I have found it useful to note a theme at the top of an index card or piece of paper, and then go back and excerpt quotations from the interviews/transcripts that are relevant. For example, in interviews with immigrants one may begin to recognize certain concepts or metaphors being used – say that of “rootlessness” or “stranger” or “resilience.”

“I felt like a stranger, one who lived here but was not from here” (Borges, SR1:1).

“I feel like a tree in this country, a tree without roots. But when the wind blows, I have to appear as strong as the other trees (Andreson, SR3:12).

While the first quotation clearly goes under the category of “Stranger,” the second quotation may fit under all three categories. In the end you may collapse categories or expand them – it will be an iterative process. As you continue interviewing, you may find that certain patterns emerge and you may want to address these directly in your interviews. For example, you may say to someone, “I’ve noticed from a number of the interviews I’ve done that people often speak of restlessness, of feeling like they’ve never really put down roots here” – does that describe your experience at all? or “have you ever feel that way or not?
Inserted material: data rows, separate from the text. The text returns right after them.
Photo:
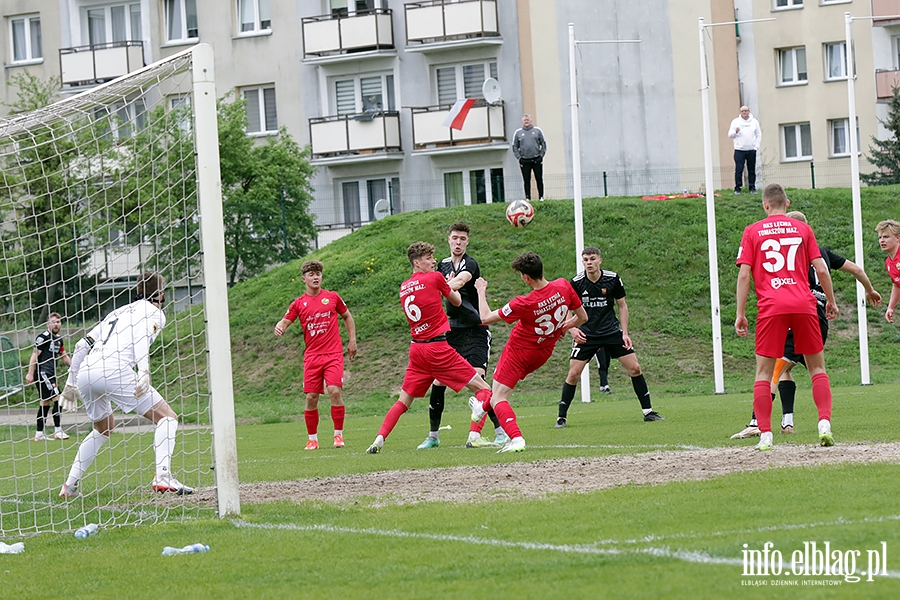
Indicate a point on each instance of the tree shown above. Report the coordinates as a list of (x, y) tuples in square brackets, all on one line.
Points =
[(266, 195), (885, 154)]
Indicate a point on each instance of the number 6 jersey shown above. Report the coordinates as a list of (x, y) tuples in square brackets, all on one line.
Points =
[(778, 250)]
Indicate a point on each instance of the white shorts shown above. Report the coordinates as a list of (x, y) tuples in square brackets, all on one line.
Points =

The challenge here is to move deeper into your interviews, to recognize if patterns are emerging, and to explore them without asking leading questions. One way is to present a range of responses. For example, you’ve found from your interviews that: “some people have said they felt right at home here; others say they have never felt at home here – that they feel they just don’t have any roots here.” What has your experience been?

Establishing Rapport: Finally, and most importantly, you will want to establish a comfortable rapport with people. This means really listening to what people have to say to you; enjoying the interview-conversation; and appreciating the gift you are being given by the historians who are willing to share with you their story and their lives, as well as their time and energy. The more natural and comfortable you can be, the more comfortable they will be. So keep in mind these tips, but in the end, relax and with both humility and self-assuredness, be yourself-in-conversation-with-another who has much to share.

Reflecting: Which of course, also means thinking about who you are in interaction with an other!

The inter/view engages students in a dialogue – in an exchange between two subjects. It as, as Portelli describes it a “mutual sighting” (1991:31). This we’ll talk about later!

Note: We may ask to see your journals in order to best advise you with regard to your research. They will be essential to conducting and writing up the research and will provide the raw material for our discussions and workshops.


  1. Taken from the transcript of an interview with Andreson; SR3 stands for Susan Rose, interview #3 (consecutively numbered); page 12.
  2. In the tradition of oral history work, interviewees or narrators are considered to be the experts, the  “historians.” Interviewers are considered the “students,” who through asking, listening, recording, and analyzing both similarities and differences, consistencies and contradictions across people’s testimonies, can learn much about people’s lives and how they interact with larger social forces.